Io non capivo nulla di questioni teologiche, ma sperimentavo “il cuore di madre”.
Gli esperti dicono che nella parola “misericordia” è contenuto il termine ebraico che indica “il grembo materno”. Allora non è così assurdo accostare l’amore di Dio a quello tipicamente materno.
Trovo che la misericordia sia… amore che non distingue dove finisce il tuo essere e comincia quello della tua creatura. Ciò che è fatto a lei “lo senti fatto a te”.

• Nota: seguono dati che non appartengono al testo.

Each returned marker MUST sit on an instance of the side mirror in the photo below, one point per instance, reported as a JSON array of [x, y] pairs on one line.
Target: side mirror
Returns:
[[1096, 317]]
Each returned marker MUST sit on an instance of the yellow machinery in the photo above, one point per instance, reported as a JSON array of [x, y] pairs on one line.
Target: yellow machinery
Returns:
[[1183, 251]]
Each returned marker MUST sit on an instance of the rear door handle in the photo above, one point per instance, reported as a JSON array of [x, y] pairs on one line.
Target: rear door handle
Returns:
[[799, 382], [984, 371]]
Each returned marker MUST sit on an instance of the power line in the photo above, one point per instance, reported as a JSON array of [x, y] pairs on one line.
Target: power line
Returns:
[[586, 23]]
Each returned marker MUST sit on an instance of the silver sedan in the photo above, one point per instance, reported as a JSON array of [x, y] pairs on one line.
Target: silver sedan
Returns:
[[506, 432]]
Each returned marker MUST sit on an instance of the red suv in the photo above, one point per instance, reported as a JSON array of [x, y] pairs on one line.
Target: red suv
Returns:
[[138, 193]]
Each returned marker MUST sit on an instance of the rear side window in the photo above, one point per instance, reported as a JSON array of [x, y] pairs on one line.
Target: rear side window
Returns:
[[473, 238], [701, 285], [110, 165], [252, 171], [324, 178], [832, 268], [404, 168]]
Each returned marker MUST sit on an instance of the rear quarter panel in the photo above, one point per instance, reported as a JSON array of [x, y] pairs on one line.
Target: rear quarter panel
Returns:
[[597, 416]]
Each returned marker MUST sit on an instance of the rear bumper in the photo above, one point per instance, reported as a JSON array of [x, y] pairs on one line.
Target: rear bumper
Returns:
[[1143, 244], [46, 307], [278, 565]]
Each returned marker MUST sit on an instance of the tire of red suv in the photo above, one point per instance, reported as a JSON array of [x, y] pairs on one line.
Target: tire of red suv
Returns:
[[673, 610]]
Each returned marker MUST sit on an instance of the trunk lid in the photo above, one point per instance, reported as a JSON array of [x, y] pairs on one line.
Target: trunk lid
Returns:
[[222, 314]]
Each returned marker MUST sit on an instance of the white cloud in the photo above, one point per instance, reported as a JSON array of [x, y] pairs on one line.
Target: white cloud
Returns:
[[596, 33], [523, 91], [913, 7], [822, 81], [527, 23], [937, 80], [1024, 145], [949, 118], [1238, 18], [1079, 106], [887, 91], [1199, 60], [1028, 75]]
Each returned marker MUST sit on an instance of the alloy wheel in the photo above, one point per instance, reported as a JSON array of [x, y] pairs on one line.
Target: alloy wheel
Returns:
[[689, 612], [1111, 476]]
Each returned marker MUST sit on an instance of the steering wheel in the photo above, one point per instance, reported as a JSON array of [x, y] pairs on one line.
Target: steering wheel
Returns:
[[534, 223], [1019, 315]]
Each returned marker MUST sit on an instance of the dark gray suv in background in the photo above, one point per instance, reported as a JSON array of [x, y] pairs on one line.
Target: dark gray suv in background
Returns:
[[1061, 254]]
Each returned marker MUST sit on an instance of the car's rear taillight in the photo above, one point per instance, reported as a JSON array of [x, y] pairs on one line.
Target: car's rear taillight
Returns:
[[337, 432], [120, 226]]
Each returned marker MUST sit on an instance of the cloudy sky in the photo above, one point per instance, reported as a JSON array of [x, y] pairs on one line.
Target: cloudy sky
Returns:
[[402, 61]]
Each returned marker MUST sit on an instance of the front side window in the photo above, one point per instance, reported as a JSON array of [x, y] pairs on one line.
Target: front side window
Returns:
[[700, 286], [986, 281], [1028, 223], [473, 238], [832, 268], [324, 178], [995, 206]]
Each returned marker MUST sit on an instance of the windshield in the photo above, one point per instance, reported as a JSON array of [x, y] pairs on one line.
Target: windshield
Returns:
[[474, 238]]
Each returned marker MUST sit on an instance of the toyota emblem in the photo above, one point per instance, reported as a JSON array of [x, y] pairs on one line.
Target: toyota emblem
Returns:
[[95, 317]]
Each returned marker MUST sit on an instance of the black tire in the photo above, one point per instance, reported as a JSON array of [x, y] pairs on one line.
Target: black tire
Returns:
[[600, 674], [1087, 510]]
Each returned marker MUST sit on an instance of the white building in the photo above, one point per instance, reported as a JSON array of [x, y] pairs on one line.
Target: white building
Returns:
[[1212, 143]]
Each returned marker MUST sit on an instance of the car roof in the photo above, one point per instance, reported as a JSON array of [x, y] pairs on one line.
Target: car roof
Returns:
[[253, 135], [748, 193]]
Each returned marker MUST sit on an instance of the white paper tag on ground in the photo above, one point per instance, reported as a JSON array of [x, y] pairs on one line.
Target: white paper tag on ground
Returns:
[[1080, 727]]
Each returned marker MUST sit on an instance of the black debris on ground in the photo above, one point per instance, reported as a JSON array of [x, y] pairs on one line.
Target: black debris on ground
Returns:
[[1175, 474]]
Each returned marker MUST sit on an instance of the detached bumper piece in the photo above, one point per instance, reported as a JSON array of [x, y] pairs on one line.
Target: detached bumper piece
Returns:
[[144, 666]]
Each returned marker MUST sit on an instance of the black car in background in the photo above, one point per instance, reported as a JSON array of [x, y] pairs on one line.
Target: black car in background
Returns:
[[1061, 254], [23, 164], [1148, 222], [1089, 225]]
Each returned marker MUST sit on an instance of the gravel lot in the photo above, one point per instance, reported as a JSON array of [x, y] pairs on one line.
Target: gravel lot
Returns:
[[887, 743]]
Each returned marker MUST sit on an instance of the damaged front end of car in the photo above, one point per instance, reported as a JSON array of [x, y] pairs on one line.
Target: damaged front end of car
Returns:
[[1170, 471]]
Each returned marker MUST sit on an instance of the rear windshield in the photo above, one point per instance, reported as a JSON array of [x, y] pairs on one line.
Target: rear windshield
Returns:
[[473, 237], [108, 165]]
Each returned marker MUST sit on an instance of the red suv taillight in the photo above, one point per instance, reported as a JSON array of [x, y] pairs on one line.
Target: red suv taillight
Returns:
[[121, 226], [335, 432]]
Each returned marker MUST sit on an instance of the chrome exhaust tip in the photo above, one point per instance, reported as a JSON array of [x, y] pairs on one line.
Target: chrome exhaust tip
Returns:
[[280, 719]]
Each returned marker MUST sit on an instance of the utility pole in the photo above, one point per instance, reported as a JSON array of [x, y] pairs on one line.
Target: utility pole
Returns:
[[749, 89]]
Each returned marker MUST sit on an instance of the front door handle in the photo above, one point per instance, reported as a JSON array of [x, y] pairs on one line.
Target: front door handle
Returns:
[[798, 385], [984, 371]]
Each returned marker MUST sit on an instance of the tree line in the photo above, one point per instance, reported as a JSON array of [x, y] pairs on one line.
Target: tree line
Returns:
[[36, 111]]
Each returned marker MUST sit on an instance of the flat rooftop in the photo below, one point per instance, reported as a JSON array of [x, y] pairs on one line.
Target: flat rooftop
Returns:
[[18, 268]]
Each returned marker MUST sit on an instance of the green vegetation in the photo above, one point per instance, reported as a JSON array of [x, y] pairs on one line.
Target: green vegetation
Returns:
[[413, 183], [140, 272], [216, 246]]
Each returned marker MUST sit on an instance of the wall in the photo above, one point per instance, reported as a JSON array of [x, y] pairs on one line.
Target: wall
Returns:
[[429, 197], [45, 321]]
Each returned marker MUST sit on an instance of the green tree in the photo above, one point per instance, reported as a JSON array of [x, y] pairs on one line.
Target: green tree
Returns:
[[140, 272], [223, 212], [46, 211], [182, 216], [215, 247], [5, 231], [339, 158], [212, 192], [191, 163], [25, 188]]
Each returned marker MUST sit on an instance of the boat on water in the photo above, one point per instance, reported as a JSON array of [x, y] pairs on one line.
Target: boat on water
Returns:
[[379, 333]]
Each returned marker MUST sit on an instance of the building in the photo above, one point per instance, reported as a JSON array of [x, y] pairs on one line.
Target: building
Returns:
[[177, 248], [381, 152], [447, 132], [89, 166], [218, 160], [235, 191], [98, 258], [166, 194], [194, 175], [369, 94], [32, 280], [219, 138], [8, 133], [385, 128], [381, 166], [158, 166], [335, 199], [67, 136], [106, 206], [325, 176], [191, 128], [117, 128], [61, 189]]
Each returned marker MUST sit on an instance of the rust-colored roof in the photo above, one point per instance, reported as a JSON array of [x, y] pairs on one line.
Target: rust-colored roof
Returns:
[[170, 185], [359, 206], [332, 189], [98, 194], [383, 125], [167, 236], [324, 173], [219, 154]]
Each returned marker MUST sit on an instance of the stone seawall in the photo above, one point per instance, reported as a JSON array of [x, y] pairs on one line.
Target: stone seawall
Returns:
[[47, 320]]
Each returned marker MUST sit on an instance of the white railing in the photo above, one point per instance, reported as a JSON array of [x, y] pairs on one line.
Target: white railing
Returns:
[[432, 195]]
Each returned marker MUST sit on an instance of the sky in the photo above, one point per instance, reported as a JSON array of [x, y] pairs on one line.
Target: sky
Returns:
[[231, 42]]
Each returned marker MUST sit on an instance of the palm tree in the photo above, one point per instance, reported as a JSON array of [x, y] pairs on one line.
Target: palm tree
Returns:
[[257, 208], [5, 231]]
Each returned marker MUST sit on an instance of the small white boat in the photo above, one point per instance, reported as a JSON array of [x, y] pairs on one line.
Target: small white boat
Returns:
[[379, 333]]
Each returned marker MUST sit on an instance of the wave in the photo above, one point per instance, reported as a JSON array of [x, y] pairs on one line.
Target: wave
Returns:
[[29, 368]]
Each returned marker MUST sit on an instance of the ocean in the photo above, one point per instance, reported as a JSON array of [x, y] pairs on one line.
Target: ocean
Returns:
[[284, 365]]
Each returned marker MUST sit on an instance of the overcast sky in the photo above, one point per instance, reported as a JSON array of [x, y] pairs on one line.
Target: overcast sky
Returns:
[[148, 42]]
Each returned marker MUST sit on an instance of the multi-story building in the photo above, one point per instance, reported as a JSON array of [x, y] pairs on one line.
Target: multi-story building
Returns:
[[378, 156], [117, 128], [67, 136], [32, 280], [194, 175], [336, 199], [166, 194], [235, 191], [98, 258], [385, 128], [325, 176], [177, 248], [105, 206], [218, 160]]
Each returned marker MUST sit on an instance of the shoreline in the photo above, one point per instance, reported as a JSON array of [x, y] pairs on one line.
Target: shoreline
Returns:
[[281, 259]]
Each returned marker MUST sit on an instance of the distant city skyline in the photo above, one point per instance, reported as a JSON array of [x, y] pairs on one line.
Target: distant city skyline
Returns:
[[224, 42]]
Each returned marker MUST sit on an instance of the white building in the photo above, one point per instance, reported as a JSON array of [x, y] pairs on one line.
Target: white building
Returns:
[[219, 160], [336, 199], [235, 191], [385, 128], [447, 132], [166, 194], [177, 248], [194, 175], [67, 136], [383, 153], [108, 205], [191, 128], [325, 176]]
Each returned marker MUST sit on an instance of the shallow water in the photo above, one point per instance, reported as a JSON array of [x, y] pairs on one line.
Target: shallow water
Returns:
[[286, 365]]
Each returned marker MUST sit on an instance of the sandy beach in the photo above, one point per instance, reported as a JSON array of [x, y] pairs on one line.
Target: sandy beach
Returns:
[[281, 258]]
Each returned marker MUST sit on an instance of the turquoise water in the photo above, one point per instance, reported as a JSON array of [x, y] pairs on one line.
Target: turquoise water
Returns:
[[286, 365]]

La parabola del “padre misericordioso” per un cuore di mamma non è difficile da comprendere, tuttavia qualcosa, un tempo, mi lasciava perplessa: perché, mentre il pastore si mette in cerca della pecorella smarrita, il padre, invece, lascia andare il figlio e, pur penando per lui, non esce a cercarlo? La risposta è arrivata attingendo alla mia esperienza di madre. Un figlio non puoi affrettarne/anticiparne il ritorno, puoi solo favorirlo e attenderlo!
Quanti figli il Signore ancora attende! Quante resurrezioni il Padre vorrebbe realizzare!
Ma di un figlio puoi solo favorirne il ritorno, mostrandogli il tuo Amore… la misericordia, appunto. Che è donna, anzi no: è mamma!